Finnegan practically inhaled the little morsel of apple.  Before I knew it, his paws and expectant stare were once again at hip level.

“C’mon! For old times sake?!”

“Look, Finny, I’d love to.  But the fact is, eating too much sweet food has been linked with gastrointestinal stasis in rabbits.  In fact, the MSD Vet Manual says that eating too many sweets can cause enterotoxaemia.”

Finnegan’s eyes grew wide. “That sounds bad!” he said, returning his front paws to the floor and backing up a little.

Very bad.  So bad I don’t even want to talk about how bad.  Let’s just say, at the very least, it would involve lots of grabbing, poking, and being stuck with needles.”

“Ugh!” Finnegan shook his ears in distaste.

“But you do like being petted, right?”

“I do now,” he replied looking up shyly.

“Well you can have as much of that as you want.”
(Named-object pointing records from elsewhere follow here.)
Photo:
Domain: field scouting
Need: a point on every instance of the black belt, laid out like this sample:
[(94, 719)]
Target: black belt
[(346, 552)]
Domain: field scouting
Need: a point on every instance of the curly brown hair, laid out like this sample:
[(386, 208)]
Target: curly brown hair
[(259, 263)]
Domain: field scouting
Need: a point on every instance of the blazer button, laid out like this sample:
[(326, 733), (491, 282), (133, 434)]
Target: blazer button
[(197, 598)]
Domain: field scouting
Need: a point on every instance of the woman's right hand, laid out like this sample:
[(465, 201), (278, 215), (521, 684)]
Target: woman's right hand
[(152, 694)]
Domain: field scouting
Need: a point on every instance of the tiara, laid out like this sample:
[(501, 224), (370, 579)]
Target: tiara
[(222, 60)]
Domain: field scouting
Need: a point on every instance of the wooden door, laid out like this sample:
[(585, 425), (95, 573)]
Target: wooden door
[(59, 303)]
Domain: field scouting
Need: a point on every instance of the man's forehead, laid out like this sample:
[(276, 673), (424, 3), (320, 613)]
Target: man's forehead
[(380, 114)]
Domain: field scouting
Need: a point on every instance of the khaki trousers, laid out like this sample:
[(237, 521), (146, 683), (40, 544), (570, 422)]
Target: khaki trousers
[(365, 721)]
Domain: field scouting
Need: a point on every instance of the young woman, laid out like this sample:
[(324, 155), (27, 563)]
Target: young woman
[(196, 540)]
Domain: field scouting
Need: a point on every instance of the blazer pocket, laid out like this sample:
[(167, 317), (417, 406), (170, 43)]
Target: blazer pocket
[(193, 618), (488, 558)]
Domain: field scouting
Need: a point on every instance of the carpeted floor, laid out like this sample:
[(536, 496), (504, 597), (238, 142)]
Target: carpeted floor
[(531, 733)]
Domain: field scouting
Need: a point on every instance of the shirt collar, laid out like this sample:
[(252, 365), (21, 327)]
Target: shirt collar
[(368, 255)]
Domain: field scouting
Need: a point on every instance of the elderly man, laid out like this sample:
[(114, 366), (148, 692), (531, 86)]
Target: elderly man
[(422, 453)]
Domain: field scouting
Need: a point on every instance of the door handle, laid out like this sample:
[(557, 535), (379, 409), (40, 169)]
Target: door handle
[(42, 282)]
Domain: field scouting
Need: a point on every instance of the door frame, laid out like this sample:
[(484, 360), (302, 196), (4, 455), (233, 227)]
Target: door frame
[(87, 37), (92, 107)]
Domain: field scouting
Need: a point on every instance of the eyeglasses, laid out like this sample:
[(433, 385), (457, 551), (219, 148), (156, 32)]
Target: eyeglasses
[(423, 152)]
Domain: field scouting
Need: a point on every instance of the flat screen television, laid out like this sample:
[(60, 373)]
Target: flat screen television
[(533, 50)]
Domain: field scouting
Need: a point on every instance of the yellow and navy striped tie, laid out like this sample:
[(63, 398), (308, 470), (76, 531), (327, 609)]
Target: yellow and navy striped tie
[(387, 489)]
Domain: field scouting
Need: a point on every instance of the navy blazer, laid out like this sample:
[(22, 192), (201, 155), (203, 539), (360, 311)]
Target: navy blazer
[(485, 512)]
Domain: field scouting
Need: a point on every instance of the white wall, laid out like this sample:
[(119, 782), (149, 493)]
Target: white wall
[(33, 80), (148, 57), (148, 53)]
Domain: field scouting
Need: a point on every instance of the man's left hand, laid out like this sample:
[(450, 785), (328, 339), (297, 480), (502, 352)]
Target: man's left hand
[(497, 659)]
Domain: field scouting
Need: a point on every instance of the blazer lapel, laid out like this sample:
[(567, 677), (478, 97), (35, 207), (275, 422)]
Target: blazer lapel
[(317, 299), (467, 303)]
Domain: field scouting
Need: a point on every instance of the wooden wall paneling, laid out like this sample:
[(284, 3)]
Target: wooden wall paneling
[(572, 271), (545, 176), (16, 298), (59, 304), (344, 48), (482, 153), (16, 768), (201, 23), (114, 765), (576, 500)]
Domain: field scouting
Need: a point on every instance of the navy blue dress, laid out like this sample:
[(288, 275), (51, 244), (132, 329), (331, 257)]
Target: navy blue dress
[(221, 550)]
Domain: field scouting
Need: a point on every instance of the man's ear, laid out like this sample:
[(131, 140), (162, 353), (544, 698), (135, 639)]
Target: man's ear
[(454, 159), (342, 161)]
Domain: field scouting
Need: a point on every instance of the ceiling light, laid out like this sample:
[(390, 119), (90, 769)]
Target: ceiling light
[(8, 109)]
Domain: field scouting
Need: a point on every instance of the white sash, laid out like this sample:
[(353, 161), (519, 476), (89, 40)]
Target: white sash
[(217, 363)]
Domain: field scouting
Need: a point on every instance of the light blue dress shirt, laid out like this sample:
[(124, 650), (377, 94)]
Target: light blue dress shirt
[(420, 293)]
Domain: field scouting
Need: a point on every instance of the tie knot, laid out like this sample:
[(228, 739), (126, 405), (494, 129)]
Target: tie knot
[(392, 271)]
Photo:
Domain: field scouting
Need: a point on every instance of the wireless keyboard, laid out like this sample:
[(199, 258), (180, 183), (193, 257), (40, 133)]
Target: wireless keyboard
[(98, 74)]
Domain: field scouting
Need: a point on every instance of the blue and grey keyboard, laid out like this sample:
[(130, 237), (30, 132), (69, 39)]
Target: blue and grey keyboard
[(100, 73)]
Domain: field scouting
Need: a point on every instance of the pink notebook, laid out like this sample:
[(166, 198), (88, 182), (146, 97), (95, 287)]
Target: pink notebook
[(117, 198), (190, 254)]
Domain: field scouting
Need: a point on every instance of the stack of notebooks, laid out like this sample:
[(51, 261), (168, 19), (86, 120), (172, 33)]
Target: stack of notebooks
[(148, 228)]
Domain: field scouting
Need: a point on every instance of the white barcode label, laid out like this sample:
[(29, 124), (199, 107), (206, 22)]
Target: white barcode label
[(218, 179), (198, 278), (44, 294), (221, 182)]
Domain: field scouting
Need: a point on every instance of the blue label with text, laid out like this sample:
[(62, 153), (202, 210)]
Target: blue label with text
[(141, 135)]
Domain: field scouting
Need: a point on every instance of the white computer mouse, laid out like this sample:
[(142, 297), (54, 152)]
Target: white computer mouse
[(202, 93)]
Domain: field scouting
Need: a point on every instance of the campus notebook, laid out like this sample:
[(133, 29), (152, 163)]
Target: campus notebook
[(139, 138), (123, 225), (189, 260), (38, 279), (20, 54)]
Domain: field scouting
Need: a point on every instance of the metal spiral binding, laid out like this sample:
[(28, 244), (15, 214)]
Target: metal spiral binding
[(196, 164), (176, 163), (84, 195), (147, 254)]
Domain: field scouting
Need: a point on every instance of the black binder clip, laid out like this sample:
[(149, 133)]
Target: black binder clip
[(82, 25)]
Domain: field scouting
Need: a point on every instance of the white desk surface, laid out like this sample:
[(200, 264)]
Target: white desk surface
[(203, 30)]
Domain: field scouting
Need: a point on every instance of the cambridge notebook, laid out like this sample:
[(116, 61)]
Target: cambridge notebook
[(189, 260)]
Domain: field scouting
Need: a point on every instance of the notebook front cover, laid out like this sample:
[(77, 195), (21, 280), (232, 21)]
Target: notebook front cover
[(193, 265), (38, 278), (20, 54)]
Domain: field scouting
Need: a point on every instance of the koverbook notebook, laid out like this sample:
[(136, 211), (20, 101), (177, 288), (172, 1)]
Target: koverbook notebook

So I set my apple down, and as I joined him on the floor for pets, Finnegan melted into a large, furry, white puddle of happy rabbit.

The Fluffy Tail of This Blog Post

Most rabbits, like most people, have a sweet tooth!  Just as we give gifts of candy and other confections to bond with our human loved ones, being a source of yummy delights helps your furry friend learn how awesome you are.  But be careful!  Just like with humans, too many sweets will cause health problems for bunnies.  So use treats in moderation — the sweeter the food, the less you should give.  For the sake of his health, make sure the vast majority your long-eared loved one’s daily diet is hay!

4 thoughts on “The Apple of Finnegan’s Eye

  1. An apple for the teacher!!
    Great way to pass on the do’s and don’ts of sweets for a bunny
    Sounds just like the conversation between me and my great grand- dog, Sophie!